In most of those philosophical examples, the person's intent seems most important, and the results are unexpected and unforeseeable. But IRL, people who subscribe to an entirely intent-based ethic aren't talking about these things.
This is why such people might subscribe to a policy that tries to reduce teen pregnancy via abstinence education, but actually increases it due to ignorance and lack of contraception. Showing them the results doesn't change their mind bc they think considering results is immoral.
This is why such people enjoy policies involving work requirements in order to receive, say, food aid. When told that there are no jobs, or that many people receiving the aid are caregivers and cannot work full-time, they literally believe they are morally required to ignore this
There is some mental gymnastics here. Most people do have some level of empathy for abject human suffering. Calling libertarians/conservatives psychopaths or something doesn't capture this.
If you're a liberal or progressive and hear about suffering, you probably think you, or we, should do something about it, or at least you feel guilty for not doing anything, or not being able to do anything. Because you *start there* when forming policies and beliefs.
The progressive mind looks at the suffering in the world and reasons backwards to develop policies. The conservative mind finds this deeply corrupt.
They reason the other way: decide what is just, and if suffering results, the only way to remain moral is to harden yourself to it. If you allowed your empathy to decide policy, you would override what you had decided was just in a "pure," results-free thinking space.
So this is what's happening when everyone I know RTs some Republican, like "This guy is a psychopath who doesn't care about people suffering." That's now how that guy sees himself. He probably thinks he is mentally strong and pure for making policy regardless of consequences.
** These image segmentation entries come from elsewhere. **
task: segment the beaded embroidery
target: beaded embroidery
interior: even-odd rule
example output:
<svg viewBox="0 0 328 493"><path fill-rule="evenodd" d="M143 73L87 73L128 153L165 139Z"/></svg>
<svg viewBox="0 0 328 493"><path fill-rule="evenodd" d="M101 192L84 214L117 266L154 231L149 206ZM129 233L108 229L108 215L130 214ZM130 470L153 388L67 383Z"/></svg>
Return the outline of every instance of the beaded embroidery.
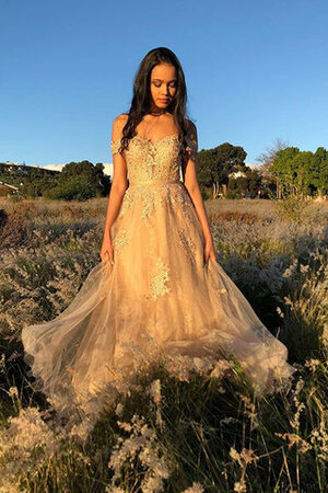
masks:
<svg viewBox="0 0 328 493"><path fill-rule="evenodd" d="M196 244L194 243L191 238L186 234L186 231L184 229L179 229L178 233L180 238L180 243L185 252L190 257L191 262L195 263Z"/></svg>
<svg viewBox="0 0 328 493"><path fill-rule="evenodd" d="M162 257L159 256L155 260L155 265L152 271L152 280L150 285L151 294L145 295L145 298L155 300L159 296L164 296L166 293L171 291L171 288L165 285L169 280L169 267L166 265Z"/></svg>
<svg viewBox="0 0 328 493"><path fill-rule="evenodd" d="M120 228L113 240L114 253L119 253L120 249L128 243L126 228Z"/></svg>

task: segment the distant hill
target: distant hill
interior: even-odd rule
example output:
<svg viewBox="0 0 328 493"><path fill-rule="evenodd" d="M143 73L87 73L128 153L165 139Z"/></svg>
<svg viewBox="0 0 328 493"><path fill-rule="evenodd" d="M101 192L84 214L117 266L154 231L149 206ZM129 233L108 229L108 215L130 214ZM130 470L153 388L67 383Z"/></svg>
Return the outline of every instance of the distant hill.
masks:
<svg viewBox="0 0 328 493"><path fill-rule="evenodd" d="M30 167L9 161L0 162L0 184L14 185L17 188L26 182L31 182L32 179L52 179L58 176L59 173L59 171L46 170L40 167Z"/></svg>

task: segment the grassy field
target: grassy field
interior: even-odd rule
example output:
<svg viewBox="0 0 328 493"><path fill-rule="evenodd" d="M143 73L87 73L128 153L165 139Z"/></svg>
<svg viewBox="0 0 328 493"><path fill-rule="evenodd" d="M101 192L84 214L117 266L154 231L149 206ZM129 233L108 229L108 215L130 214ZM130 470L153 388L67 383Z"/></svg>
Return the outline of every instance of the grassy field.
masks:
<svg viewBox="0 0 328 493"><path fill-rule="evenodd" d="M234 359L161 362L67 431L33 392L22 326L59 314L99 262L107 200L0 199L0 492L328 491L325 202L206 203L218 261L289 348L288 394L258 399Z"/></svg>

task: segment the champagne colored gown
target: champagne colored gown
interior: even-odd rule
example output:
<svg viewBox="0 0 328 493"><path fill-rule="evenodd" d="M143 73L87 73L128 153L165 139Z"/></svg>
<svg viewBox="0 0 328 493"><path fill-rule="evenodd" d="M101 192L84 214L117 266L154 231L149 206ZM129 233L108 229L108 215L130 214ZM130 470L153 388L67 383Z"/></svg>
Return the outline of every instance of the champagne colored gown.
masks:
<svg viewBox="0 0 328 493"><path fill-rule="evenodd" d="M194 157L197 141L187 137ZM120 142L112 141L112 152ZM52 404L86 402L143 357L218 358L234 354L261 391L295 369L288 349L260 322L214 260L180 181L176 134L134 136L125 152L129 187L112 228L115 263L99 262L55 320L22 330L24 359ZM96 401L97 402L97 401Z"/></svg>

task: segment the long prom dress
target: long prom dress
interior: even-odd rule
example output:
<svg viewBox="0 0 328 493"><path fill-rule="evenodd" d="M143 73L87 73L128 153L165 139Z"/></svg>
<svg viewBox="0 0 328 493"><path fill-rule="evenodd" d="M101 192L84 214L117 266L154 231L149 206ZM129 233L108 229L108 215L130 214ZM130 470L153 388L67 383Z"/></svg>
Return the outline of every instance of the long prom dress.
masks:
<svg viewBox="0 0 328 493"><path fill-rule="evenodd" d="M195 157L197 141L187 144ZM112 141L113 154L119 146ZM22 330L30 374L58 409L86 402L156 351L215 358L223 348L261 390L295 371L221 265L204 264L180 146L176 134L130 140L129 187L112 228L115 263L99 262L55 320Z"/></svg>

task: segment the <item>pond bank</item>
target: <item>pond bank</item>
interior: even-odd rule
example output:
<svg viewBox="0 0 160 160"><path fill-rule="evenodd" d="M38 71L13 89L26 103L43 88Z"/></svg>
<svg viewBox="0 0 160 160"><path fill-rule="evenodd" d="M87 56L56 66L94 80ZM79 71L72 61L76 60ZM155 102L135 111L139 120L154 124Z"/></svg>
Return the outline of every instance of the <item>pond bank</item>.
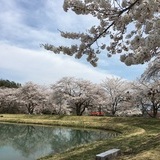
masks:
<svg viewBox="0 0 160 160"><path fill-rule="evenodd" d="M122 133L114 139L85 144L42 158L45 160L94 160L96 154L112 148L121 149L121 160L160 159L160 120L157 119L3 114L0 115L0 122L94 128Z"/></svg>

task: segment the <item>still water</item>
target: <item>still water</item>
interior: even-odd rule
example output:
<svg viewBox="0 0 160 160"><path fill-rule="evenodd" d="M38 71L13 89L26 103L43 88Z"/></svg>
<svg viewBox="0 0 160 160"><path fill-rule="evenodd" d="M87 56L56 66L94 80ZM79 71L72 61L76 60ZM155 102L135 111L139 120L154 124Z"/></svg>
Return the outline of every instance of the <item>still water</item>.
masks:
<svg viewBox="0 0 160 160"><path fill-rule="evenodd" d="M0 160L36 160L115 136L115 132L0 123Z"/></svg>

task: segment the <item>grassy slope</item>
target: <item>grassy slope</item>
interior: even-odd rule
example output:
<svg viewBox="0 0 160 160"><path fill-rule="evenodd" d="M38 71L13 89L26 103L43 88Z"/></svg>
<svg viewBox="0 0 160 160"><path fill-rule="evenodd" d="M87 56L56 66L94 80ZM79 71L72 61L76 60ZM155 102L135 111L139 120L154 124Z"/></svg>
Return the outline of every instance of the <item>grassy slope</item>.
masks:
<svg viewBox="0 0 160 160"><path fill-rule="evenodd" d="M45 160L94 160L96 154L111 148L121 149L120 160L160 159L160 120L157 119L41 115L3 115L2 117L0 115L0 121L109 129L123 133L110 140L93 142L63 154L45 157Z"/></svg>

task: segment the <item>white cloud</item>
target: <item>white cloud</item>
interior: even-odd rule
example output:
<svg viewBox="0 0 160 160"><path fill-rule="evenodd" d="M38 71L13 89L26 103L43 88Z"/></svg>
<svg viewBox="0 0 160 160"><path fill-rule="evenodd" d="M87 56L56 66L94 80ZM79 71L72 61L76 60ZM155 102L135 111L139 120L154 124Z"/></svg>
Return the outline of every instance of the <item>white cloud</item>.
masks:
<svg viewBox="0 0 160 160"><path fill-rule="evenodd" d="M6 71L5 75L19 77L21 82L48 84L63 76L100 82L109 73L125 79L136 78L137 74L142 73L144 67L126 67L117 56L107 58L107 53L100 55L98 67L93 68L90 64L84 65L84 58L75 60L74 57L40 50L39 45L42 43L55 46L75 43L62 38L57 29L79 32L97 23L91 16L75 15L72 11L65 13L62 4L63 0L40 0L38 3L1 0L0 75ZM36 9L34 5L38 5ZM109 40L106 39L106 42L109 43Z"/></svg>
<svg viewBox="0 0 160 160"><path fill-rule="evenodd" d="M23 82L51 84L64 76L83 78L99 83L109 74L76 62L73 58L0 44L0 69L13 70ZM13 73L12 73L13 74ZM10 77L12 79L12 77Z"/></svg>

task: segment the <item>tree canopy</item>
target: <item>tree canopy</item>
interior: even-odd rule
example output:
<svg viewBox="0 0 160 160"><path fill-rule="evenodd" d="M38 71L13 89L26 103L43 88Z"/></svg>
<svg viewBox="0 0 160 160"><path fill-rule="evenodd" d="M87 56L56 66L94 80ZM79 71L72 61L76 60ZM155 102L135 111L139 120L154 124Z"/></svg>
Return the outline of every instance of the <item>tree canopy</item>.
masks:
<svg viewBox="0 0 160 160"><path fill-rule="evenodd" d="M0 79L0 87L19 88L20 86L21 86L20 83L16 83L14 81Z"/></svg>
<svg viewBox="0 0 160 160"><path fill-rule="evenodd" d="M62 37L79 42L69 47L44 44L47 50L76 58L86 55L93 66L102 52L109 57L121 54L127 66L151 61L160 53L160 0L64 0L63 9L90 14L99 24L86 32L60 31Z"/></svg>

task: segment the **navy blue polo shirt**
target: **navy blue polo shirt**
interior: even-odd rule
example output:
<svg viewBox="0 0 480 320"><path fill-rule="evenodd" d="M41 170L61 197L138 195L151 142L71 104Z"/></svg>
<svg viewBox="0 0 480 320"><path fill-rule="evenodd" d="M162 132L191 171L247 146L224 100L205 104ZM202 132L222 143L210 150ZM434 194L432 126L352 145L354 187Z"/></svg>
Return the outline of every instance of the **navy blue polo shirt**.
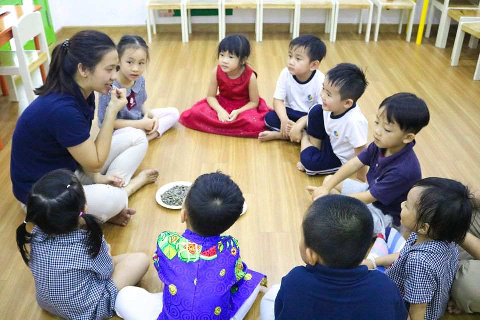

I'm clearly against that. But I understand it. As a teenager, I for some brief time existed in a space where I cried over newspaper articles about famine, but also read Ayn Rand (frankly, Robert Nozick is half as silly, a thread for another time)
It takes mental gymnastics to decide that "taxation is theft" or that we should design society as a "perfect meritocracy", and then to note that many people would die, and then to "stay strong" because you think the first thing is justice and the second is just unfortunate.
So, this is what's going on in a lot of people's heads when you point out the consequences of their policies and tell them they don't care. They may care on a personal level, but they believe they are better than you for not letting it affect policy.
How do you work with that? Well, do you have a coherent philosophy about the limitations of property rights that leads to your desired result? No amount of evidence of suffering will persuade people who expect you to begin at the other end.
The end. -your friendly neighborhood phil-major-a-long-time-ago from the South
*That's NOT how that guy sees himself.